To capture local 3D contextual information, the encoder first extracts volumetric spatial feature maps using 3D CNN. Meanwhile, the feature maps used for mapping tokens are carefully improved, and these tokens are fed into the Transformer for global feature modeling. The decoder leverages the capabilities of Transformer embeddings and performs progressive upsampling to predict detailed segmentation maps.

Experimental results on the BraTS 2019 dataset show that TransBTS outperforms state-of-the-art methods for brain tumor segmentation in 3D MRI scans.

5. U-Net Transformer: Self and Cross Attention for Medical Image Segmentation

U-Net Transformer: Self and Cross Attention for Medical Image Segmentation

Affiliations: National Institute of Applied Sciences, France, etc.

Paper: https://arxiv.org/abs/2103.06104

Summary in One Sentence: U-Transformer works!
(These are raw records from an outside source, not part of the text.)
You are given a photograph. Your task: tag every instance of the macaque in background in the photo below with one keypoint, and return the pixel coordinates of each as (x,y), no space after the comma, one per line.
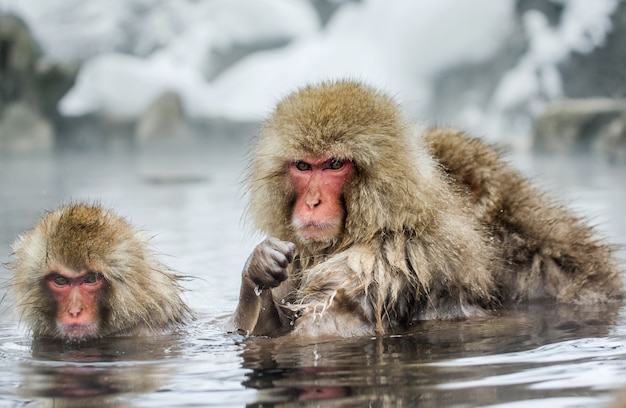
(374,224)
(82,272)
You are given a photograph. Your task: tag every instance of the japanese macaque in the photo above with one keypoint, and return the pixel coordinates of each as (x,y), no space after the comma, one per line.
(82,272)
(374,224)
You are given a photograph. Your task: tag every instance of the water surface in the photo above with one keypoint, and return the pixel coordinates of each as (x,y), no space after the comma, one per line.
(191,201)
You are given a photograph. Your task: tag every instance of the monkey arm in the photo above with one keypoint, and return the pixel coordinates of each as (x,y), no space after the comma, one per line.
(258,312)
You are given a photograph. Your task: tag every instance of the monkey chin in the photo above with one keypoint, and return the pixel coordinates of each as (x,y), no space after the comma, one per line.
(78,332)
(317,232)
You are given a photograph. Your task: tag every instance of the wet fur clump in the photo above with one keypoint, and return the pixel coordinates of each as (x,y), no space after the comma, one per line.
(437,226)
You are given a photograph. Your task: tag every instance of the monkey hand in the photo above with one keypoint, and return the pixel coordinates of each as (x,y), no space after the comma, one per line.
(267,265)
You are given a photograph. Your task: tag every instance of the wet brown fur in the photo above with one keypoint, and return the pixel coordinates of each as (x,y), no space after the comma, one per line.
(142,296)
(421,240)
(548,251)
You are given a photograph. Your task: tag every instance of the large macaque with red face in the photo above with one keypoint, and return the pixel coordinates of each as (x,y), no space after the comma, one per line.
(375,224)
(82,273)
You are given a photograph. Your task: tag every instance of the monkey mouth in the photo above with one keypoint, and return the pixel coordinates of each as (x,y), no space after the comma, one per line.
(312,231)
(78,331)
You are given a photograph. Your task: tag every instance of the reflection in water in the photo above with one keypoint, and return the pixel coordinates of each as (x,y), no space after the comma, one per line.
(516,345)
(191,201)
(96,373)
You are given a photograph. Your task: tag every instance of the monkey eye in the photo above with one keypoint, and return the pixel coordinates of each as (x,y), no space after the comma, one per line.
(302,166)
(91,277)
(335,164)
(60,280)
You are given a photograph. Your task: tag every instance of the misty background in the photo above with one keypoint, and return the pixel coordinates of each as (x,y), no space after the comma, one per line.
(530,74)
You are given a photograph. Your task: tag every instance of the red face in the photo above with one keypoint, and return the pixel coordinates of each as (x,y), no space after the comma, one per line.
(318,215)
(77,296)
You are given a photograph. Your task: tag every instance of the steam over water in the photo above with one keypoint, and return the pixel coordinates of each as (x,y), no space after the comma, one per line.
(191,201)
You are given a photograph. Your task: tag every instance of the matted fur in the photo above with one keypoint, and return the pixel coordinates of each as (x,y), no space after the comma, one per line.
(548,250)
(409,249)
(422,239)
(143,296)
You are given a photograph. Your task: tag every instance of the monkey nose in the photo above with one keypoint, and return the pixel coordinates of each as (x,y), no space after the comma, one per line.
(74,311)
(312,199)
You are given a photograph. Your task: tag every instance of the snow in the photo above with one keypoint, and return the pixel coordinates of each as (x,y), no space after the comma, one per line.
(137,49)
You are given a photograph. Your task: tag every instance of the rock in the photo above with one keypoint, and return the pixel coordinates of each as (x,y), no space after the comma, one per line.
(595,125)
(22,128)
(164,119)
(18,54)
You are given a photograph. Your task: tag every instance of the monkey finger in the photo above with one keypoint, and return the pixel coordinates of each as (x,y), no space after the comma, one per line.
(284,247)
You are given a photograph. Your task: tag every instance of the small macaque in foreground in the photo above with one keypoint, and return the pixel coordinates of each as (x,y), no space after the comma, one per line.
(375,224)
(82,272)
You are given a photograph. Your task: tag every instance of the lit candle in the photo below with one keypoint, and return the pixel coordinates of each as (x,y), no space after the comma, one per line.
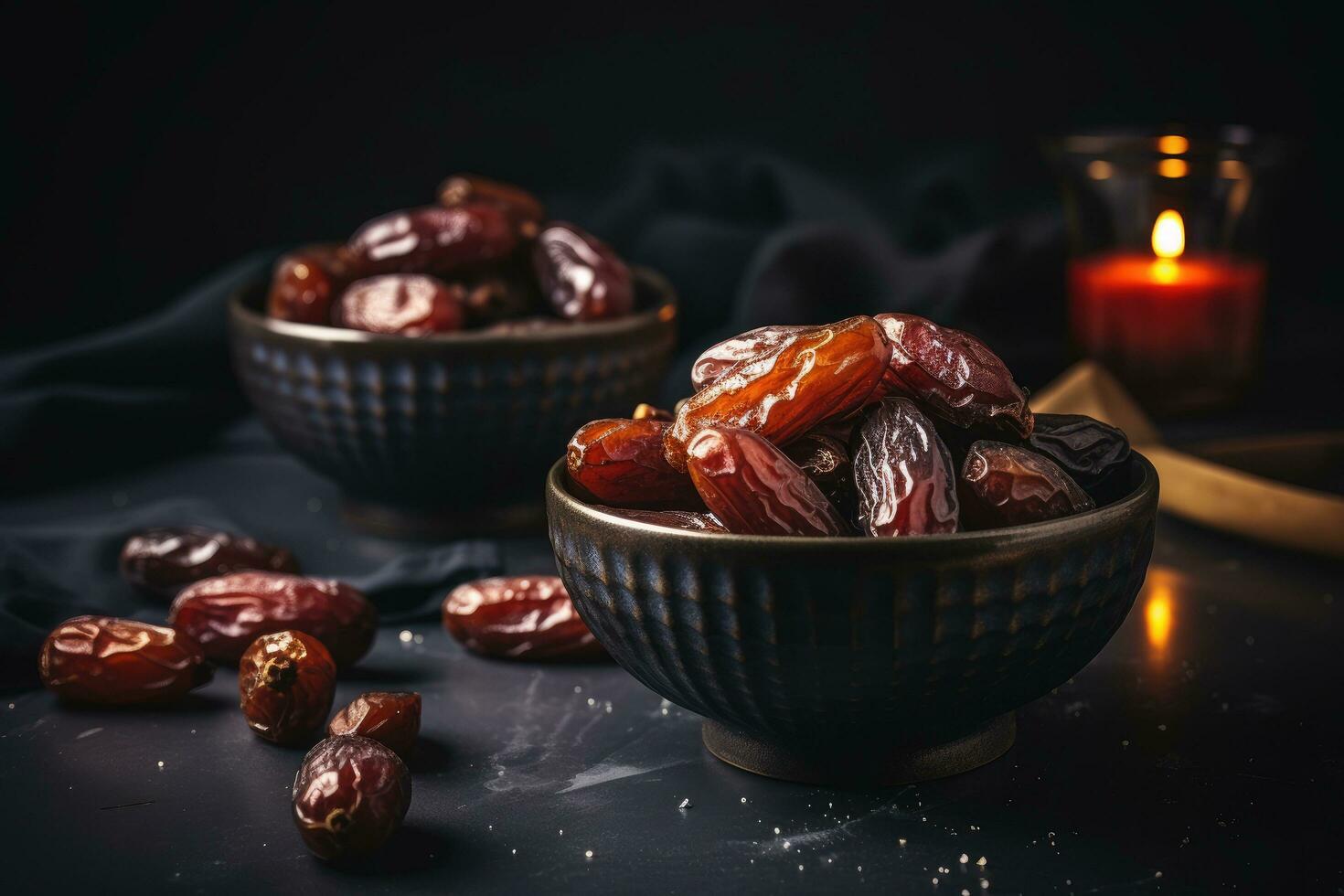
(1179,329)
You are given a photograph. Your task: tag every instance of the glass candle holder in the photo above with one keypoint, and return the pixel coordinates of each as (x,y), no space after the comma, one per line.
(1166,288)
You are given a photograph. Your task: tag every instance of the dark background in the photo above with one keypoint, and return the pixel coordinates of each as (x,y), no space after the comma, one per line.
(149,146)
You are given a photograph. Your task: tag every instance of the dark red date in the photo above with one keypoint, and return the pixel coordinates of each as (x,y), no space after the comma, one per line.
(1007,485)
(718,359)
(228,613)
(391,719)
(903,473)
(285,686)
(815,374)
(519,618)
(432,240)
(686,520)
(581,277)
(953,374)
(120,661)
(621,463)
(522,208)
(163,560)
(349,797)
(752,488)
(402,305)
(305,283)
(1083,448)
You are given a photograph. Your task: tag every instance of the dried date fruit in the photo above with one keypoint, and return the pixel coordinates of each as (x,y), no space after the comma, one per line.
(1007,485)
(581,277)
(305,283)
(621,463)
(228,613)
(826,460)
(163,560)
(285,686)
(687,520)
(520,618)
(649,412)
(1083,448)
(349,797)
(432,240)
(120,661)
(402,305)
(715,360)
(522,208)
(754,489)
(391,719)
(784,391)
(903,473)
(953,374)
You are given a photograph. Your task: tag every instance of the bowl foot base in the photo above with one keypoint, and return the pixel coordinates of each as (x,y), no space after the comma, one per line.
(897,763)
(420,523)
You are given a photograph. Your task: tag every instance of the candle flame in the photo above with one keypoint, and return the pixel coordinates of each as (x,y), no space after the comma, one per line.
(1169,234)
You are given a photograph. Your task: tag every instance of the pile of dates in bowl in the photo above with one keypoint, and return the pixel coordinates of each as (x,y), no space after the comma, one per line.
(438,355)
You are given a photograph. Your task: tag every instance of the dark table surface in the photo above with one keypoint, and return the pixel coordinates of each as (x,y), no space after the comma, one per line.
(1199,752)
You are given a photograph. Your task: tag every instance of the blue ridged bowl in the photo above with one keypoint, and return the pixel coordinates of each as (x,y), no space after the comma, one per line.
(451,425)
(857,660)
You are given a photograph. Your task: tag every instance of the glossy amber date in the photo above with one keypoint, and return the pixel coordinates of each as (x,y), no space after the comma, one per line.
(526,617)
(432,240)
(163,560)
(1083,448)
(402,305)
(754,489)
(391,719)
(953,374)
(621,463)
(305,283)
(120,661)
(349,797)
(784,391)
(826,460)
(285,686)
(1007,485)
(523,208)
(715,360)
(903,473)
(687,520)
(228,613)
(581,277)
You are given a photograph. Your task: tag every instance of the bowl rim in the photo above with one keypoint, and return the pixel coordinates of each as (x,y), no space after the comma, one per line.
(663,312)
(1125,508)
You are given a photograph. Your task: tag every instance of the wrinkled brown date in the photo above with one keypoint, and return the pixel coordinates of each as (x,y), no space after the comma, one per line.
(1083,448)
(826,460)
(391,719)
(228,613)
(305,283)
(621,463)
(400,304)
(953,374)
(522,208)
(349,795)
(687,520)
(520,618)
(754,489)
(903,473)
(432,240)
(120,661)
(784,391)
(285,686)
(163,560)
(717,359)
(1007,485)
(581,277)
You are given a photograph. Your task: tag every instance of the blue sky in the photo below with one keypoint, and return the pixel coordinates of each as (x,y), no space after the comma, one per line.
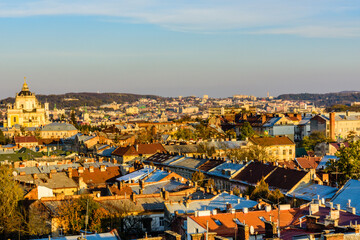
(173,48)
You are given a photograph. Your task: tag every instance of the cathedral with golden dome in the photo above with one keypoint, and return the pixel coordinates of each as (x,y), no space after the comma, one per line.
(27,111)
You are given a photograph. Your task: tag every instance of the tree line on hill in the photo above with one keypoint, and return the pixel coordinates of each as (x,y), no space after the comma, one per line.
(326,99)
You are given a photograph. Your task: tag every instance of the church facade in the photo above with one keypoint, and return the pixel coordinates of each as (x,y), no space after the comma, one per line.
(27,111)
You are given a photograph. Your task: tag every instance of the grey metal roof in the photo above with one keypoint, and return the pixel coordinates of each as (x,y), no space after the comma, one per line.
(325,159)
(189,162)
(350,191)
(311,191)
(228,167)
(169,186)
(47,169)
(218,202)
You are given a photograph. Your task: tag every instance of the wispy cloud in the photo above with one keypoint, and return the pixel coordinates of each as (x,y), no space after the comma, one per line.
(306,18)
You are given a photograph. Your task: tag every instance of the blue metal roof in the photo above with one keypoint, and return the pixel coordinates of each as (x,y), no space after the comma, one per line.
(350,191)
(311,191)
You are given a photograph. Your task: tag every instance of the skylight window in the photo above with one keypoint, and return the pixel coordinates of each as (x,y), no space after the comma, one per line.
(237,221)
(217,222)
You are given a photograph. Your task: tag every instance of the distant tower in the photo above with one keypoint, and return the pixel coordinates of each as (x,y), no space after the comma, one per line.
(27,111)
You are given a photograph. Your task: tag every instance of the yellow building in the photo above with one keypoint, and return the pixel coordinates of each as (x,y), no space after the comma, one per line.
(27,111)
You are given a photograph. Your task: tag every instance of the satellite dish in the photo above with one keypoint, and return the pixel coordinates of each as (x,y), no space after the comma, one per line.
(252,230)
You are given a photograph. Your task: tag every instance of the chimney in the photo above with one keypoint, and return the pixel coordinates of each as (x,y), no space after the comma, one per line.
(70,172)
(80,169)
(243,231)
(298,116)
(313,208)
(270,229)
(267,208)
(133,197)
(228,207)
(263,118)
(332,126)
(166,195)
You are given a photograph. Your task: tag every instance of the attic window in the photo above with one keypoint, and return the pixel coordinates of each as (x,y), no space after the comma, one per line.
(217,222)
(237,221)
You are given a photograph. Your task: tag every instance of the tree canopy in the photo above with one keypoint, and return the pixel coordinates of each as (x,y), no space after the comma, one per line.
(348,165)
(246,131)
(309,142)
(10,195)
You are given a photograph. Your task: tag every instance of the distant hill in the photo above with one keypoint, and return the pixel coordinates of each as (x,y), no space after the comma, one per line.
(69,100)
(325,99)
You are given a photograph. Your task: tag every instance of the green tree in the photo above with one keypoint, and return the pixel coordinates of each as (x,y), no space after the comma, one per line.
(72,215)
(3,140)
(351,136)
(73,119)
(261,190)
(207,150)
(236,191)
(198,177)
(10,194)
(253,152)
(348,164)
(246,131)
(309,142)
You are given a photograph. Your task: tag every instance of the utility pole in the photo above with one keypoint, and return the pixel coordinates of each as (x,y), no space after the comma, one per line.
(86,216)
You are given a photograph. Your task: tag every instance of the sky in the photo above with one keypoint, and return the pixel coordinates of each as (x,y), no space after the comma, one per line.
(183,47)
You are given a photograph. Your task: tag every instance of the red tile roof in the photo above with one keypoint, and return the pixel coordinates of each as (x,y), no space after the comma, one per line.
(210,165)
(227,227)
(308,162)
(253,172)
(142,149)
(25,139)
(98,177)
(285,179)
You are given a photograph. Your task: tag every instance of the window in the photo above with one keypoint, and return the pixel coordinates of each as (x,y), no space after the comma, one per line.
(217,222)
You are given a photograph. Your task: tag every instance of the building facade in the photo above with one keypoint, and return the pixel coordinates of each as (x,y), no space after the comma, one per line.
(27,111)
It uses self-attention and cross-attention modules to model long-range interactions and spatial dependencies, outperforming Attn U-Net and other networks.

Medical image segmentation remains particularly challenging for complex and low-contrast anatomical structures. In this paper, we introduce the U-Transformer network, which combines the U-shaped structure with self-attention and cross-attention from Transformers for image segmentation.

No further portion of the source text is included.